A master's thesis at the College of Engineering, University of Basra, discussing the intelligent processing of traffic signals on Basra city roads

A master’s thesis by the student Israa Kazem Hajim from the University of Basra, College of Engineering, Department of Electrical Engineering, entitled Intelligent Processing of Traffic Signals for Basra City Roads, was discussed. It included In cities with expanding populations, traffic congestion is a major problem that contributes to social and health problems, delays, environmental contamination, and accidents. Basrah, a significant city in Iraq, faces this challenge due to its rapid growth and increased automobile usage. By understanding the root causes and implications of traffic jams, city planners, policymakers, and residents can work together to implement solutions for a more efficient, sustainable, and enjoyable urban transportation experience, enhancing the quality of life for residents and visitors. In the first part, this thesis addresses traffic congestion and its impact on increased waiting time, emissions, and fuel consumption.

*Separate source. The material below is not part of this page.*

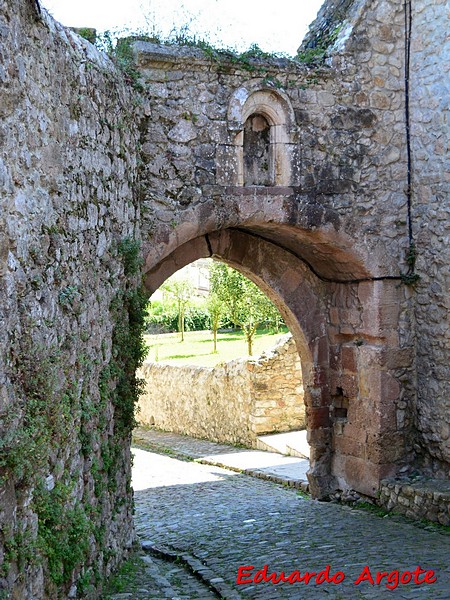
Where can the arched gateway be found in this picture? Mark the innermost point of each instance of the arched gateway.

Since this sensitive kind of local geographic data was not easily accessible, we generated all the data considered in our experiments using a microsimulation called SUMO (Simulation of Urban Mobility) with an open road map. Specifically, we show how SUMO could be applied to create realistic scenarios that are appropriate for analysis and closely mimic real-world conditions. We created two scenarios for the specified area (AL TijareStreet and its intersections), the first scenario: was typical traffic conditions, and the second scenario presented traffic congestion, and compared the simulation results, where the percentages of increase in waiting time, emissions, and fuel consumption were (268.67%, 22.05%, and 21.68%, respectively).
The results of the first part of the thesis demonstrated the inefficiency of traditional traffic signal systems in reducing traffic and addressing environmental issues, especially fuel consumption and carbon dioxide emissions, the second part of the application of genetic algorithms (GAs) to traffic light controls to create intelligent tools is examined in this thesis. The GA strategy seeks to lower fuel consumption, CO2 emissions, and waiting times in transportation networks. It is carried out through SUMO simulations in a virtual environment. The genetic algorithm (GA) employed in this work uses a binary encoding technique to represent signal timing configurations and includes a fitness function to evaluate the fuel consumption of the network. By continuously evolving a population of signal-timing solutions over a few generations, the optimal traffic signal-timing scheme is discovered. When compared to default signal timing plans, the GA approach is very effective in reducing waiting times, CO2 emissions, and fuel consumption. Experimental results show that improving waiting time has the greatest impact in reducing waiting times and improving system performance (waiting time reduced by approximately 89.63%, CO2 emissions reduced by approximately 29.37%, fuel consumption: approximately 29.18% lower)
Using smart traffic lights with the aid of optimization algorithms, there is an improvement in the timing of traffic lights, which creates an efficient and environmentally friendly transportation system.